Nun ist es soweit, der 03.08.2014 ist in greifbare Nähe gerückt.
Dummerweise säumen die Straße zum Büro nun Schilder, die mich nun mindestens 2 mal am Tag in all ihrer Pracht daran erinnern, dass es kein entfernter Tag in der Zukunft ist, auf den man irgendwie hintrainiert.

Noch knapp zwei Wochen.
Meine letzte komplette Trainingswoche hat begonnen. Nächste Woche dann nur noch leichte Einheiten und dann Tapering.
Ich fürchte mich vor diesem Wort, denn ich weiß nicht so genau, wie ich diese Woche überstehen soll.

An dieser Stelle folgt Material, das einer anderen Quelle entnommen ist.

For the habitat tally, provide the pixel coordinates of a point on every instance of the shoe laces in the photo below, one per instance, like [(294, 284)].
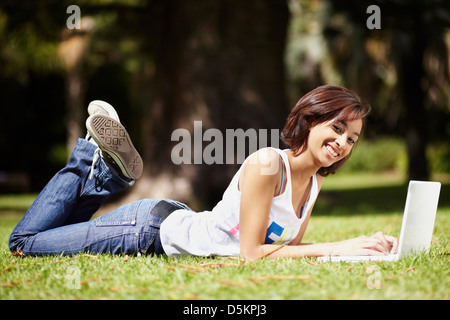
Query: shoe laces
[(97, 154)]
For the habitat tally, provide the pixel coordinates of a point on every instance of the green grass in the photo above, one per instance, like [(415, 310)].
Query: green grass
[(349, 206)]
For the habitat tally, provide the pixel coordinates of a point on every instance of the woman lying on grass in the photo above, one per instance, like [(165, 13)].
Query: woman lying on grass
[(264, 210)]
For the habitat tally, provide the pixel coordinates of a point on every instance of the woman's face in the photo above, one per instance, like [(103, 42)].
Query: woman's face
[(331, 141)]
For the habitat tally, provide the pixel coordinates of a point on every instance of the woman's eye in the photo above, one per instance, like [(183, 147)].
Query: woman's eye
[(337, 128)]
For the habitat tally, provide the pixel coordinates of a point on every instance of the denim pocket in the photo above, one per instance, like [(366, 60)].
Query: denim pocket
[(123, 216)]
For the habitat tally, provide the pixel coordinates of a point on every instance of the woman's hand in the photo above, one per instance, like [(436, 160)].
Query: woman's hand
[(374, 245)]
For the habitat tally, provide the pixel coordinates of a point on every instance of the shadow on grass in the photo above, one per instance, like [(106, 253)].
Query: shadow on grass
[(372, 200)]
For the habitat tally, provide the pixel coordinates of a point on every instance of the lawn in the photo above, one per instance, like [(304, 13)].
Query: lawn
[(349, 206)]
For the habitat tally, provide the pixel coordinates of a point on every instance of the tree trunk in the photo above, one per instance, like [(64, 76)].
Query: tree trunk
[(220, 62)]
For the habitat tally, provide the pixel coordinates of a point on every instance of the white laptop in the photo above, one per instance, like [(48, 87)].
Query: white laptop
[(417, 226)]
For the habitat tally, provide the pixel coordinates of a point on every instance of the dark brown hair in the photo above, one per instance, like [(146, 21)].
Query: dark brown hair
[(322, 104)]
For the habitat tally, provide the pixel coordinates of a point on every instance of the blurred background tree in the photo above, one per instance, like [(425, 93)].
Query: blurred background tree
[(231, 64)]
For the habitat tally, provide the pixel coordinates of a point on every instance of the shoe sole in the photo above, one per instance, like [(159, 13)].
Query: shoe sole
[(113, 138), (108, 109)]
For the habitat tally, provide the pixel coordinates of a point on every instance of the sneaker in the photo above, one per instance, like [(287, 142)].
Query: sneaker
[(115, 144), (102, 107)]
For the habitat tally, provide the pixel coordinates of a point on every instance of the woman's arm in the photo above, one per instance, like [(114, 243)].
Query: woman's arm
[(257, 190)]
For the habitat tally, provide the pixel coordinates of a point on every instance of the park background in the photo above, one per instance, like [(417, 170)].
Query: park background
[(230, 64)]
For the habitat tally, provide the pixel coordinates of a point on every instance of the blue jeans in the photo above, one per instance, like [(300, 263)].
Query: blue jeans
[(58, 220)]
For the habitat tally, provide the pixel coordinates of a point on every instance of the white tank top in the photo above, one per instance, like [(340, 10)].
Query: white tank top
[(216, 232)]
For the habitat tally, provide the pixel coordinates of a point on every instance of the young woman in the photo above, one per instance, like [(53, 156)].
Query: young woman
[(263, 212)]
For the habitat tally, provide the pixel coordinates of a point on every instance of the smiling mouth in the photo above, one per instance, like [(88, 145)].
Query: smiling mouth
[(331, 151)]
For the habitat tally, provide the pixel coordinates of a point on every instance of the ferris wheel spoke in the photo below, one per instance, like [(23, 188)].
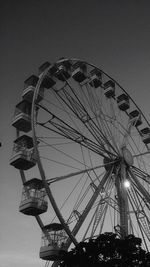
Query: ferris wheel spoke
[(63, 129), (90, 204), (70, 175), (82, 114)]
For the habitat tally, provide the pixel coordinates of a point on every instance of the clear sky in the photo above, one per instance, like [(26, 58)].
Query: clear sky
[(114, 35)]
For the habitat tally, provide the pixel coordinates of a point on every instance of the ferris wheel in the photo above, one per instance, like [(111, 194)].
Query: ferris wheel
[(83, 151)]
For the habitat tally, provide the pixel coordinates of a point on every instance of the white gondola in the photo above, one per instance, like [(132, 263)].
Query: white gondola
[(29, 88), (22, 116), (23, 157), (33, 200), (123, 102), (53, 242), (109, 89), (79, 72), (63, 70), (95, 78), (135, 118), (49, 79), (145, 133)]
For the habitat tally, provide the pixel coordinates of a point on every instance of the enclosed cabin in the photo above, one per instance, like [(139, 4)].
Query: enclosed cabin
[(95, 78), (145, 133), (22, 116), (23, 157), (63, 72), (135, 118), (29, 88), (79, 72), (123, 102), (54, 239), (49, 79), (109, 89), (33, 200)]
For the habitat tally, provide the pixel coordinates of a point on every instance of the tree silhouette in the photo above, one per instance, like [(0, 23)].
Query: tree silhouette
[(108, 250)]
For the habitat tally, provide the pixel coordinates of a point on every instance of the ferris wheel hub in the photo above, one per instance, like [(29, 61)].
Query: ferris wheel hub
[(127, 156)]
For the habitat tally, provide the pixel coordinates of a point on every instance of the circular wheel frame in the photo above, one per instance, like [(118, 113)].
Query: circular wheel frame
[(90, 155)]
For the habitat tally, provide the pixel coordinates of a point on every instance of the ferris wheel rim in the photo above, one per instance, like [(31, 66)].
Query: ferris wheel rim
[(33, 113)]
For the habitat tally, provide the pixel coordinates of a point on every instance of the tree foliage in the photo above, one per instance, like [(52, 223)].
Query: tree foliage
[(108, 250)]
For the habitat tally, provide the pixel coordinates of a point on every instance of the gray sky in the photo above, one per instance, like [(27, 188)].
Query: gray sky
[(114, 35)]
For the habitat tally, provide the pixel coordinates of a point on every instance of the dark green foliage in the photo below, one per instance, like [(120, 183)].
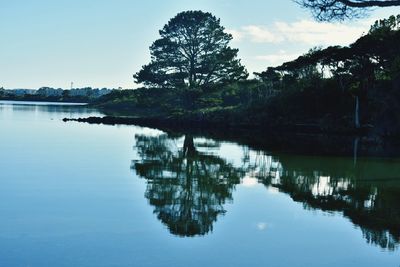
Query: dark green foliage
[(327, 10), (192, 52), (319, 89)]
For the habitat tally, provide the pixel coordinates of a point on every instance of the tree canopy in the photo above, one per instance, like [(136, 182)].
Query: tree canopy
[(327, 10), (193, 51)]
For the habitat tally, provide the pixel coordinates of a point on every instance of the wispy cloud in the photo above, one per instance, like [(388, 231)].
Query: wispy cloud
[(278, 58), (303, 32)]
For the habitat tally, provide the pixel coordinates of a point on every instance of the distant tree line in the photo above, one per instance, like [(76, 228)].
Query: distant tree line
[(86, 94)]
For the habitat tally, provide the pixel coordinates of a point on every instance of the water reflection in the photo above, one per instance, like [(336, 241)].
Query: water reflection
[(367, 193), (187, 187), (189, 180)]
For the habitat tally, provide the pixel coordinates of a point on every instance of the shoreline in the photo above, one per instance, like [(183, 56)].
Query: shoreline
[(282, 140)]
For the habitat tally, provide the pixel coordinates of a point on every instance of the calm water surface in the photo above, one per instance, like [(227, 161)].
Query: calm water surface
[(74, 194)]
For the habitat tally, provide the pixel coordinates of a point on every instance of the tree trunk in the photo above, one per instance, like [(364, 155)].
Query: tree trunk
[(357, 113)]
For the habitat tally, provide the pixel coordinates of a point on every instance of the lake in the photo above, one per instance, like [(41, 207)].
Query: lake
[(77, 194)]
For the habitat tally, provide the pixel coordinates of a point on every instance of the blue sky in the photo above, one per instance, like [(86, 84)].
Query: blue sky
[(102, 43)]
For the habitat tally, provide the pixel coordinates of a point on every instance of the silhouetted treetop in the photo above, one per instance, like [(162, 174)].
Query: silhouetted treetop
[(327, 10), (193, 51)]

Am liebsten würde ich die Zeit festhalten. Nur noch eine Woche mehr zum trainieren. Das würde mir helfen, bilde ich mir ein.

Die Ernährung läuft auch nur so semi. Den Zucker, den ich mir eigentlich größtenteils sparen wollte, schleicht sich in Form von Cola, Fanta und Schoki wieder ein.
Nervennahrung im wahrsten Sinne des Wortes. Das ist Mist, aber wohl nicht zu vermeiden.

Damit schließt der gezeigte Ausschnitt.